O especialista em engenharia de transportes e técnico de pesquisa e planejamento do Instituto de Pesquisa Econômica Aplicada (Ipea) Erivelton Guedes, afirmou esta semana que a disseminação dos serviços
de transporte de passageiros por motociclistas de aplicativos no país, é uma tragédia anunciada em um trânsito já marcado pela alta mortalidade em colisões e quedas de motocicletas.
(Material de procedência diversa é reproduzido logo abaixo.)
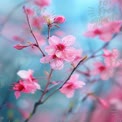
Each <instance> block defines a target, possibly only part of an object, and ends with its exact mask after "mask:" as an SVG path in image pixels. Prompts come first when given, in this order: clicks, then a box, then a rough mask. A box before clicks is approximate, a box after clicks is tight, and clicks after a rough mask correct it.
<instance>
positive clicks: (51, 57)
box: [40, 54, 64, 70]
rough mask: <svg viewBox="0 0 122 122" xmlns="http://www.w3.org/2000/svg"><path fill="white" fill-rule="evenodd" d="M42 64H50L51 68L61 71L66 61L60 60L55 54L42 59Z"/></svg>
mask: <svg viewBox="0 0 122 122" xmlns="http://www.w3.org/2000/svg"><path fill="white" fill-rule="evenodd" d="M40 62H41V63H50V66H51V68H52V69H55V70H61V69H62V68H63V67H64V60H63V59H62V58H58V57H57V56H56V55H55V54H54V55H48V56H45V57H43V58H41V60H40Z"/></svg>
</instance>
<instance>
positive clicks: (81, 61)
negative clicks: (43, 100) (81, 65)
mask: <svg viewBox="0 0 122 122" xmlns="http://www.w3.org/2000/svg"><path fill="white" fill-rule="evenodd" d="M86 59H87V56H85V57H84V58H83V59H82V60H81V61H80V62H79V63H78V64H77V66H76V67H75V68H74V69H73V70H72V72H71V73H70V75H69V76H68V78H67V79H66V80H65V81H64V82H63V84H62V85H61V86H60V87H59V88H57V89H56V90H55V91H54V92H52V93H51V94H50V95H49V96H48V97H47V98H45V100H44V101H43V103H44V102H46V101H47V100H48V98H50V97H51V96H52V95H54V94H55V93H56V92H57V91H58V90H59V89H61V88H62V87H63V85H64V84H65V83H66V82H67V81H68V80H69V79H70V77H71V76H72V74H73V73H74V72H75V70H76V69H77V68H78V66H79V65H80V64H81V63H82V62H83V61H84V60H86Z"/></svg>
Guedes foi um dos
responsáveis pela inclusão das mortes no trânsito no Atlas da Violência 2025, lançado no mês de junho.
Produzido pelo Ipea e pelo Fórum Brasileiro de Segurança Pública, o Atlas da Violência 2025 alertou que, enquanto os homicídios estão em queda, o número de vítimas de colisões, atropelamentos e outros sinistros de trânsito vem crescendo desde 2020.
Em 2019, houve 31.945 vítimas do trânsito no Brasil, número que aumentou nos anos seguintes até chegar a 34.881 em 2023. Neste mesmo período, o número de vítimas de sinistros com motos subiu de 11.182 para 13.477.
O fator de maior peso nessa alta, segundo o documento, é o número de ocorrências envolvendo motocicletas, que já respondiam por uma em cada três mortes no trânsito brasileiro em 2023, último ano com dados disponíveis no Sistema de Informações de Mortalidade do Ministério da Saúde.
Segundo o atlas, “o usuário da motocicleta é, atualmente, a maior vítima dos sinistros de trânsito no Brasil”. Guedes acredita que, no ano que vem, quando o atlas incluir os dados de 2024, a disseminação dos serviços de aplicativo contribuirá para um aumento ainda maior nas mortes.
O uso de motos nos aplicativos de transportes no Brasil, começou em 2020, quando foi lançado o Uber Moto. Até o começo deste ano ele já transportou cerca de 20 milhões de brasileiros ao menos uma vez, o que significa quase 10% da população. Essas viagens foram realizadas por 800 mil motociclistas. Já o aplicativo 99 Moto foi lançado em janeiro de 2022, com expansão gradual nos meses seguintes. Atualmente, o serviço está presente em mais de 3,3 mil cidades e já realizou 1 bilhão de viagens.
Outro ponto que preocupa o especialista em engenharia de trânsito é a inadequação da vestimenta de pilotos e passageiros que se vê nas ruas. “Idealmente, os dois, condutor e passageiro da moto, deveriam estar com roupas adequadas: botas, calças de couro, jaqueta de couro e capacete. Na prática, a gente não vê isso nos condutores e muito menos no passageiro, que, muitas vezes, está de sandália, roupa curta e com o celular na mão em vez de estar segurando no piloto”.
Apesar dos problemas, Guedes avalia que dificilmente esses serviços serão suspensos. Na visão dele, além da pressão econômica das próprias empresas que os oferecem, há a demanda pelo trabalho e renda gerados por essa atividade.
“A gente até acha que é uma luta perdida, e que a moto por aplicativo vai vencer, porque existe uma pressão econômica, uma pressão de vários lados, incluindo o do próprio condutor. Ou ele se acha um empreendedor ou ele precisa almoçar e não tem alternativa. Então, ele escolhe arriscar a vida e almoçar. A gente também tem que entender o lado dele, e o poder público precisa oferecer alternativas”, afirma.
De acordo com outro levantamento também realizado pelo Instituto de Pesquisa Econômica Aplicada, o atendimento às vítimas de acidentes de trânsito no Brasil custou R$ 449 milhões ao Sistema Único de Saúde (SUS), em 2024. Uma despesa que vem crescendo ano a ano – desde 1998, estima-se uma alta de quase 50% -, com São Paulo, Minas Gerais, Rio de Janeiro, Ceará e Paraná liderando a lista dos estados que mais gastam.